Original photo by Google
Original photo by Google

By Levar Alonzo

The Justice Department obtained a court order this summer demanding that Apple turn over real time text messages from suspects using iPhones. The investigation involved guns and drugs, and that the text messages were vital to the case.  

On Sept. 7 the New York Times reported that Apple told the federal government that text messages in its iMessage system were encrypted, and therefore the company couldn’t honor the warrant. The Justice Department considered taking Apple to court over the issue but ended up dropping the request, at least for now.

Tech companies such as Apple, Google and Microsoft have long embraced the notion of keeping the federal government from accessing their customers’ information. National Security Agency contractor Edward Snowden foreshadowed this battle between the tech companies and the government in leaked documents.

“The public are suspicious if the government abuses its authority to gain access to our data in the name of national security,” said York College, Communication Technology Professor Larry Tung. “The government has lost many people’s trust since the Patriot Act, which was enacted in the aftermath of the 9/11 attacks and allows the government to conduct surveillance on individuals suspected of terrorist activities.”

In December of 2013 the Justice department also went to battle with Microsoft demanding that they release emails from suspects involved in a drug trafficking investigation.

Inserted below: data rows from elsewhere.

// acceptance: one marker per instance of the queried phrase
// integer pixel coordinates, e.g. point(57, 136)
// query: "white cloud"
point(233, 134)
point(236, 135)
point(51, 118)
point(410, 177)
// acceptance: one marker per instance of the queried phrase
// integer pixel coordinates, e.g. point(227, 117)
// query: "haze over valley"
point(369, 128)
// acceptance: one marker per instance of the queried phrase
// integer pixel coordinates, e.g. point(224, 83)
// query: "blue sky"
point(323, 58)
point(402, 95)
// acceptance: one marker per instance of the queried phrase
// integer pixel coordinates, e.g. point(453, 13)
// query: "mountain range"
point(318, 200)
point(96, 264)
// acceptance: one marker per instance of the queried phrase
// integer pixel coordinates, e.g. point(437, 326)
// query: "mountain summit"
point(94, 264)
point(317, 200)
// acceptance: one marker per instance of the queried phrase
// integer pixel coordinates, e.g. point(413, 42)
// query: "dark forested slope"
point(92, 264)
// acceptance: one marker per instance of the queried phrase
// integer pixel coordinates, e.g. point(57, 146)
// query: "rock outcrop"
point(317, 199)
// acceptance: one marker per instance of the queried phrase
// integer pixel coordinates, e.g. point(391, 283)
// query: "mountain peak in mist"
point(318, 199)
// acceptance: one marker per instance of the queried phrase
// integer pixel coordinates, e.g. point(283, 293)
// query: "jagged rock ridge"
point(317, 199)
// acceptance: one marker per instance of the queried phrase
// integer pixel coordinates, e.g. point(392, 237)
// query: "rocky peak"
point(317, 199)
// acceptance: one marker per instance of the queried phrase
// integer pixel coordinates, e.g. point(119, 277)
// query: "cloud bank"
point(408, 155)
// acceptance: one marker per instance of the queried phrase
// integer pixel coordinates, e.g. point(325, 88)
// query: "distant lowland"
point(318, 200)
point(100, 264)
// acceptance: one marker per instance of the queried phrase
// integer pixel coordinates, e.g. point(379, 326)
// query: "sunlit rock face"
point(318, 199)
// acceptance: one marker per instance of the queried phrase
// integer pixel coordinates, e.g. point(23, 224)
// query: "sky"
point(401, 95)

Microsoft’s response was to also deny the government access to data that is protected and encrypted.

Some of the documents in the Snowden case showed that the government had hacked into major tech companies without their knowledge. The tech companies responded by beefing up their security to guard against intrusion. The government on the other hand claimed that such blockage hinders them in the fight against terrorism, drug trafficking and other criminal activities.

“We aren’t seeking a backdoor way to get in, but legally a way so that we may obtain the information we need,” FBI Director James Comey wrote in a 2014 press release.

Apple and Microsoft have their data protected end-to-end, meaning that only users have access to readable data. The data becomes available when a user uploads his or her data into the cloud, which is wide open for anyone with the know-how to access. The tech companies argue that an open door to encrypted data would lead governments such as Russia and China to have an easier way to gain access to reach into U.S. data centers.

“This is an invasion of our privacy, I don’t have confidence in the government that they wouldn’t go beyond just getting the information they need,” said Rose-Mary Nunez, a  21-year-old Psychology major at York.

Most telephone companies have allowed the government to have wire taps orders into their systems but the tech companies continue to provide protection, remaining unmoved in their resolve.

Congressional hearings are being set up so that a compromise between the Justice Department and tech companies might be reached in the near future.